The Republicans senators said they don’t think that “the American people should be robbed of this unique opportunity.”

They pointed to past remarks made by Democratic senators to justify their wish to deny President Obama’s nominee a hearing.

McConnell and Grassley noted that under a Republican president Senate Minority Leader Harry Reid (D-NV) said that nowhere in the Constitution “does it say the Senate has a duty to give presidential nominees a vote.” They also mentioned Sen. Chuck Schumer’s (D-NY) 2007 speech in which he said that Democrats should block any more Supreme Court nominations from then-President George W. Bush unless it was clear they were mainstream nominees.

“Even if some Democrats may be having amnesiac experiences today, it’s clear that concern over confirming Supreme Court nominations made near the end of a presidential term is not new,” the two Republican senators wrote in their Washington Post op-ed.

Shortly after the news broke on Saturday that Scalia had passed away, McConnell issued a statement saying that a Supreme Court nominee should not be confirmed until the next president takes office.

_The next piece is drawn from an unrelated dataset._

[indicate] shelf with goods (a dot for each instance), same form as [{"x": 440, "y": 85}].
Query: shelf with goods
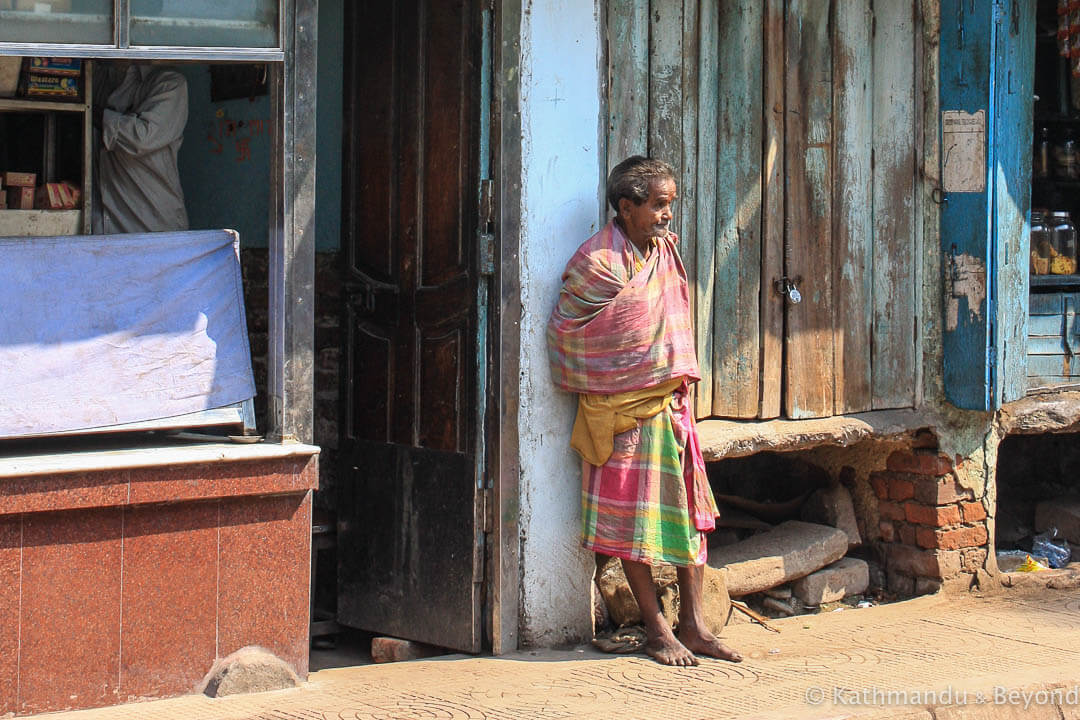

Grassley also said that the confirmation should wait until after the 2016 election.

Grassley later made his position on whether the Senate should hold hearings for Obama’s nominee unclear. On Tuesday he said he “would wait until the nominee is made before I would make any decisions.” Then on Thursday he said his Saturday statement about waiting for the next president should “preempt anything that I said about a committee meeting.”